Futures contracts are notionally very large and are not typically traded in smaller accounts. Unlike standard equity options, the number of contracts controlled by a futures contract changes depending on the underlying. Below is a chart listing the notional value of some common futures.


In the chart, we see a column listed as “$/Point.” What this column means is for a $1.00 price change in the underlying the futures contract will gain (or lose) the listed amount of money.

Looking at “/CL” we not only see that crude oil has gone down a lot in price (oil is ~$30.00 a barrel at the time of this blog post), but we also see that a $1.00 price change in oil leads to an oil futures contract gaining or losing $1,000.00. At the time of the pictures' creation, the price of oil was $97.42, giving one /CL contract a notional value of $97,420.00.

Instead of trading large futures contracts in a smaller account, we can trade smaller notional ETFs that similarly track the futures underlyings (ex. SPY, USO, GLD, and UNG).

Notional Value Risk

Knowing the notional value of a position helps us understand the risk in our portfolio and how to size our trades.

When we look to trade an underlying, we need to take into account not only the initial cost to place the trade, but also the potential risk associated with the trade.

Although a trade may only require a small amount of buying power to place initially, that can change if the underlying moves against us.

For example, looking at the above futures chart, we see that a $4.00 change in oil can lead to a $4,000.00 fluctuation in our account for one /CL futures contract. If our account is too small or we are not ok with that size fluctuation, we may want to look for smaller underlyings that can give us similar exposure with a smaller notional value, like USO.

A short put in a margin account may only require around 20% of its strike price in buying power, but we need to understand that our losses are not limited to this 20% figure and that the buying power required may increase if the trade moves against us.

Notional value can seem intimidating, but by adjusting our trade sizes (staying small and increasing our occurrences) and with appropriate strategy selection, we can use our understanding of notional value to improve our trading.

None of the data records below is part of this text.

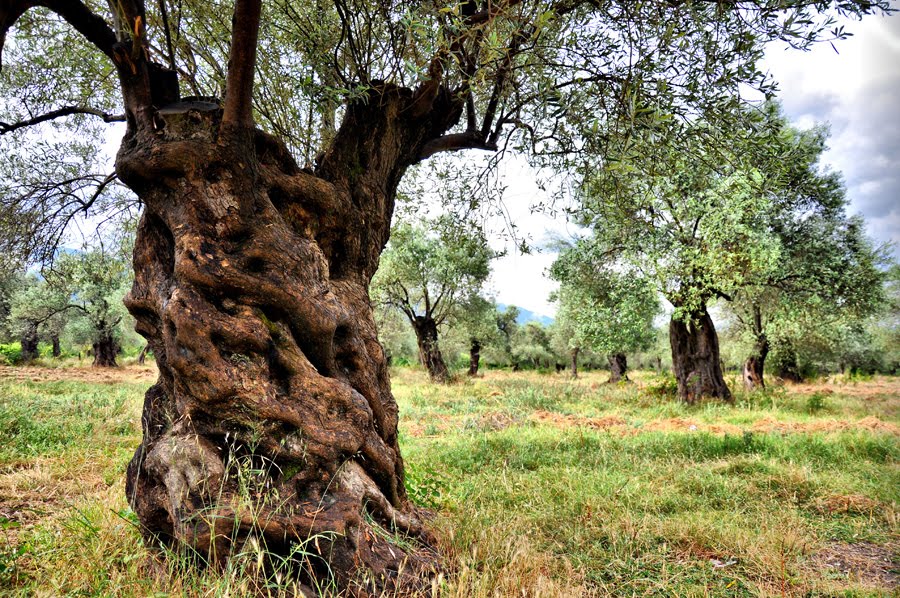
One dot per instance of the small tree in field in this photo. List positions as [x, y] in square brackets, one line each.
[426, 272]
[37, 309]
[94, 284]
[475, 319]
[749, 218]
[608, 311]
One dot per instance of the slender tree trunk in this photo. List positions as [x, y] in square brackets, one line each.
[618, 367]
[427, 338]
[29, 342]
[105, 350]
[574, 356]
[755, 364]
[788, 368]
[474, 356]
[251, 288]
[695, 359]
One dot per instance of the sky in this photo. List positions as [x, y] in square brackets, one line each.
[854, 86]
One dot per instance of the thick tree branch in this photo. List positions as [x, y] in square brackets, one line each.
[238, 108]
[59, 113]
[454, 142]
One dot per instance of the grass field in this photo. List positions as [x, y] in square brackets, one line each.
[541, 485]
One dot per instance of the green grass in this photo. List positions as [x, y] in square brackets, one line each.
[543, 486]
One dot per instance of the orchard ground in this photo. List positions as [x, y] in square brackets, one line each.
[541, 486]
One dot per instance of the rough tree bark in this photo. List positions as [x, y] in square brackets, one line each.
[574, 361]
[695, 359]
[29, 341]
[755, 363]
[105, 349]
[474, 356]
[142, 356]
[252, 293]
[618, 367]
[429, 350]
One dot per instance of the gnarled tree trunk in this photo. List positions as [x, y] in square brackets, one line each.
[142, 356]
[429, 350]
[251, 289]
[474, 356]
[29, 341]
[105, 349]
[618, 367]
[695, 359]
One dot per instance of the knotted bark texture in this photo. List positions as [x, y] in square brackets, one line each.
[695, 359]
[272, 416]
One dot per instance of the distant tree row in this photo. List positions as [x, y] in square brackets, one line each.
[748, 220]
[79, 298]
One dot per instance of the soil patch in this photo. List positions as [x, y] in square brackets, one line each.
[870, 565]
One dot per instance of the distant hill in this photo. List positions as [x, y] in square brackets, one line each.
[526, 315]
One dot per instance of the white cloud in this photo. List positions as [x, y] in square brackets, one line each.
[856, 89]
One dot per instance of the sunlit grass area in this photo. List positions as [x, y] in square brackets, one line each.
[541, 486]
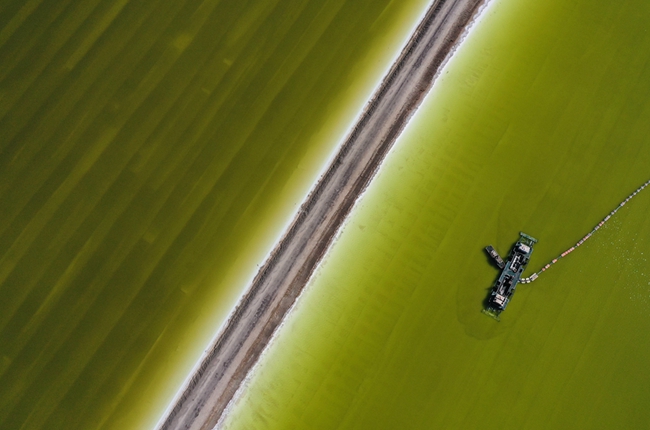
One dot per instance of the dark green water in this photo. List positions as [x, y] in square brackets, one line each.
[541, 123]
[150, 153]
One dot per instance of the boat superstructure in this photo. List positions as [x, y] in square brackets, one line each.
[514, 266]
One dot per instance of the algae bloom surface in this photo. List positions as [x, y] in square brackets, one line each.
[541, 124]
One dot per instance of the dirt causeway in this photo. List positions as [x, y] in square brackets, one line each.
[295, 257]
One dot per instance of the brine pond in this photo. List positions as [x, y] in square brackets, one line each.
[540, 123]
[151, 153]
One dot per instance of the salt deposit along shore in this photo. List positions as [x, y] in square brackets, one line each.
[283, 276]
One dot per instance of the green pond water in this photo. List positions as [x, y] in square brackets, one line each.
[151, 152]
[541, 124]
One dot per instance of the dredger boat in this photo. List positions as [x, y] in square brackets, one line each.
[512, 269]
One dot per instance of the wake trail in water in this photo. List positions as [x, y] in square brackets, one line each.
[536, 275]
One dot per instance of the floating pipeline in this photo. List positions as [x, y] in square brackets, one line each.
[534, 276]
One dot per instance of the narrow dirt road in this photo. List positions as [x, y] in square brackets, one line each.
[294, 259]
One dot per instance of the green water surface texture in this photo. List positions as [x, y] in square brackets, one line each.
[540, 123]
[151, 152]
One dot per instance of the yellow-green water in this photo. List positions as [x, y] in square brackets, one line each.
[541, 124]
[150, 153]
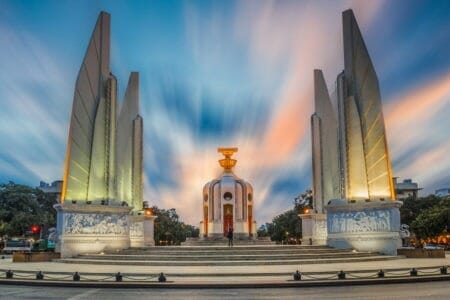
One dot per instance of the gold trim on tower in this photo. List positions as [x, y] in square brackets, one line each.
[227, 163]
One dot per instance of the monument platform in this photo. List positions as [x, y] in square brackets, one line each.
[321, 273]
[210, 256]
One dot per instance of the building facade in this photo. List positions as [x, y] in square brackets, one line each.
[228, 203]
[406, 189]
[101, 205]
[352, 177]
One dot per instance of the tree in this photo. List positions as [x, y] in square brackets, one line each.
[22, 206]
[285, 226]
[169, 229]
[412, 208]
[263, 230]
[431, 222]
[304, 201]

Notional Value Example in dough


Stock price: $1,288.42

Notional value of the call option: $128,842.00

Market price of the call option: $5,740.00

Notional Value Recap

  • Understanding the notional value of a position helps us diversify our portfolio and size our trades appropriately.
  • We can calculate notional value by multiplying the contract size by the price of the underlying.
  • We use leverage to theoretically control more notional value with less money.
  • Futures contracts have different contract sizes and generally are much larger than the stock options.